Comment 5 Peter Klotz 2007-09-13 08:46:22 UTC
Finally I managed to add a RAID5 (using the already mentioned 300GB HDDs) to the remaining RHEL5 machine. The results are odd since even with the RHEL5 stock kernel (2.6.18-8) I obtained very good results. [root@brain vmtest]# uname -a Linux brain.tilak.ibk 2.6.18-8.el5 #1 SMP Fri Jan 26 14:15:14 EST 2007 x86_64 x86_64 x86_64 GNU/Linux [root@brain vmtest]# dd if=3GBtest of=/dev/null 6291456+0 records in 6291456+0 records out 3221225472 bytes (3.2 GB) copied, 17.692 seconds, 182 MB/s [root@brain vmtest]# dd if=/dev/zero of=1GBtest bs=1M count=1024 1024+0 records in 1024+0 records out 1073741824 bytes (1.1 GB) copied, 5.16115 seconds, 208 MB/s There are two differences between both machines I used for testing. * The slow one uses 8GB RAM, the fast one only 3GB * Different firmware The firmware changelog does not mention any HDD performance issues fixed. Could the difference in RAM cause such an phenomenon? Since the 8GB machine is a production server (and currently running under RHEL4) it is not very easy to either reduce the amount of RAM or to upgrade the firmware.

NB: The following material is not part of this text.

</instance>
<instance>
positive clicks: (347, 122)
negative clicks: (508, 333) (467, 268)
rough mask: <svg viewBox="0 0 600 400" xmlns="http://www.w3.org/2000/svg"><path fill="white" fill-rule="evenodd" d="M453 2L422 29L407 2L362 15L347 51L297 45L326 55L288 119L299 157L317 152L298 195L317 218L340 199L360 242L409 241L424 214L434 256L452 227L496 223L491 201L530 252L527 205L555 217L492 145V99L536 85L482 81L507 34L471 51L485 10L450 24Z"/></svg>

Comment 6 Peter Klotz 2007-09-13 09:42:14 UTC
2.6.18-47 performs more or less equal to 2.6.18-8: [root@brain vmtest]# uname -a Linux brain.tilak.ibk 2.6.18-47.el5 #1 SMP Tue Sep 11 17:46:21 EDT 2007 x86_64 x86_64 x86_64 GNU/Linux [root@brain vmtest]# dd if=3GBtest of=/dev/null 6291456+0 records in 6291456+0 records out 3221225472 bytes (3.2 GB) copied, 19.4392 seconds, 166 MB/s [root@brain vmtest]# dd if=/dev/zero of=1GBtest bs=1M count=1024 1024+0 records in 1024+0 records out 1073741824 bytes (1.1 GB) copied, 7.1683 seconds, 150 MB/s Tomorrow we will shutdown our production machine and test it with 3GB RAM under RHEL5. This should confirm or rule out the firmware as the origin of our performance issues.
Comment 7 Herbert L. Plankl 2008-07-07 08:29:23 UTC
Now we've updated our production machine from RHEL4U4 to RHEL5.2. The parallel I/O performance remains really poor (in comparison to RHEL4U4). machine: see comment #1 OS: RHEL5.2 x86_64 VMware: VMware-server-1.0.6-91891 kernel: 2.6.18-92.el5
Comment 9 Mike Miller (OS Dev) 2008-11-10 16:16:55 UTC
What controller is being used?
Comment 10 Peter Klotz 2009-01-20 12:39:31 UTC
It is a HP Smart Array 6i RAID Controller (see Comment #1).
Comment 11 Kazuo Ito 2010-06-10 11:58:51 UTC
This might be the same as, or somewhat related to Bug 237605, closed because we haven't paid enough attention to it... I would like to suggest re-running of the test after changing the value of /sys/block/<device>/queue/nr_requests to its old default, 8192, or something lower, yet still higher than the current default of 128.
Comment 12 Tom Coughlan 2012-07-20 22:02:15 UTC
No reply since June '10. Assuming this is resolved. Closing.